The metagenome of clone 543 contained 18 ORFs with the highest blast match for each of the putative proteins spanning six different phyla (Proteobacteria, Planctomycetes, Actinobacteria, Bacteroidetes, Firmicutes and Spirochaetes), thus making it difficult to verify taxonomic assignments based on highest similarities. Several ORFs were considered for phylogenomic analysis to try and verify the taxonomic assignment of clone 543. ORF 1 was predicted to encode a 544-residue protein with highest match to a peptidyl-tRNA hydrolase homolog, a crucial bacterial enzyme involved in protein translation. However, the assignment to this particular function was questionable, given the very low sequence identity (38%) and the short length of alignment (113 aa). ORF 8 encoded a 126-residue protein that exhibited 50% sequence identity and 10+ top hits to quinolinate synthetase affiliated to a member of the phylum Actinobacteria. Additionally, COG predictions of ORF 8 assigned putative function as a quinolinate synthase (Table 2). Quinolinate synthetases are involved in the production of quinolinic acid from which NAD, a cofactor that plays a crucial role in numerous essential redox biological reactions, is derived (Ollagnier-de Choudens et al., 2005). A phylogenetic tree generated with ORF 8 and aligned homologs (Fig. 4c) showed that clone 543 may have a phylogenetic association with members of the phylum Actinobacteria, although this assignment must be considered with caution.
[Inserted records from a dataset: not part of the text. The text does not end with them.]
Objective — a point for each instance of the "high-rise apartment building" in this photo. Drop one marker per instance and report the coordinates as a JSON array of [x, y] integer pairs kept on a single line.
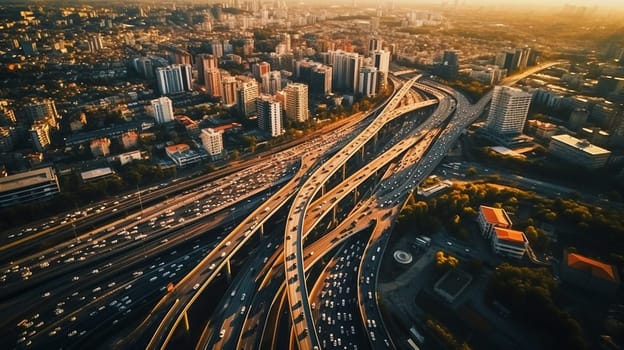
[[345, 70], [269, 115], [229, 85], [297, 102], [381, 61], [212, 140], [174, 79], [367, 81], [162, 109], [508, 111], [40, 135], [247, 93]]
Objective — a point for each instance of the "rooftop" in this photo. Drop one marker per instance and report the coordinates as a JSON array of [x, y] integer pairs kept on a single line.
[[494, 216], [504, 234], [581, 145], [27, 178], [595, 267]]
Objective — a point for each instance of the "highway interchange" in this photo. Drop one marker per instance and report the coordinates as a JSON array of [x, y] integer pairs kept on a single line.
[[135, 274]]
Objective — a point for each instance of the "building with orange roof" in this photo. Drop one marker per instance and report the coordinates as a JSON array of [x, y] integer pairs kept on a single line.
[[490, 217], [509, 243], [588, 273]]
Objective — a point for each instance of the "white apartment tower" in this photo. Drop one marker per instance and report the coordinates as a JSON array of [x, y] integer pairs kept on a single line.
[[162, 109], [212, 140], [269, 115], [508, 110], [297, 102], [247, 94]]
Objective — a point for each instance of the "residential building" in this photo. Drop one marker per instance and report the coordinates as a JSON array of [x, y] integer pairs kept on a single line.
[[247, 94], [174, 79], [182, 155], [490, 218], [212, 140], [509, 243], [269, 113], [100, 147], [162, 110], [345, 70], [381, 61], [40, 135], [297, 102], [588, 273], [367, 81], [229, 85], [508, 111], [578, 151], [34, 185]]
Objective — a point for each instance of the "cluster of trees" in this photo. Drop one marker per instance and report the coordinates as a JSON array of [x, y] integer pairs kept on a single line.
[[529, 293], [445, 336]]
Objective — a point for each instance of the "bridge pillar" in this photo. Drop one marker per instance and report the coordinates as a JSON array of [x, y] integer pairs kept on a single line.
[[228, 270], [187, 325]]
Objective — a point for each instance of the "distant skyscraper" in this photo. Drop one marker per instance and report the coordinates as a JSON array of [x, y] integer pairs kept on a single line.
[[174, 79], [275, 82], [345, 69], [374, 44], [44, 110], [247, 94], [508, 111], [95, 43], [260, 69], [229, 85], [381, 61], [205, 62], [269, 115], [40, 135], [163, 110], [297, 102], [212, 140], [367, 82]]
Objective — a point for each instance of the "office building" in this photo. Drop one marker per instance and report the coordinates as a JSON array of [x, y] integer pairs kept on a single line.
[[259, 70], [381, 61], [212, 140], [229, 85], [508, 111], [34, 185], [100, 147], [367, 82], [274, 83], [174, 79], [40, 135], [489, 218], [44, 110], [162, 110], [345, 70], [577, 151], [182, 155], [269, 113], [509, 243], [247, 93], [6, 139], [205, 62], [297, 102]]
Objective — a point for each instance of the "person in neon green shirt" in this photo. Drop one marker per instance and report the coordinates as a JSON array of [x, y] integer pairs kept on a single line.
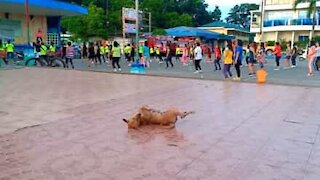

Clone 1664 contained 19 ORFs and, in comparison to the other clones, had the highest percentage of hypothetical proteins (37%) and also had the highest percentage without homologs (32%). Approximately 42% of putative proteins encoded on clone 1664 exhibited closest similarity to homologs affiliated with the phylum Proteobacteria. The majority of matches were of low significance, i.e. very low percentage sequence identity and only partial length of alignments to homologs (Table 2) Although several matches were identified to predicted informational genes that could be used as phylogenetic markers, including ORF 10 which encoded a 180-residue protein that had closest similarity to a translation initiation factor (IF-2) affiliated to a member of the phylum Cyanobacteria, the blastp statistics were such that only a poor prediction of the putative function could be assigned. Thus, any phylogenomic analysis attempting to predict function as well as taxonomic assignments would not be conclusive. The results suggest that the metagenome of clone 1664 may have possibly originated from yet to be cultured novel bacteria, which may represent novel lineages or already known lineages for which no genome sequences are available in the databases.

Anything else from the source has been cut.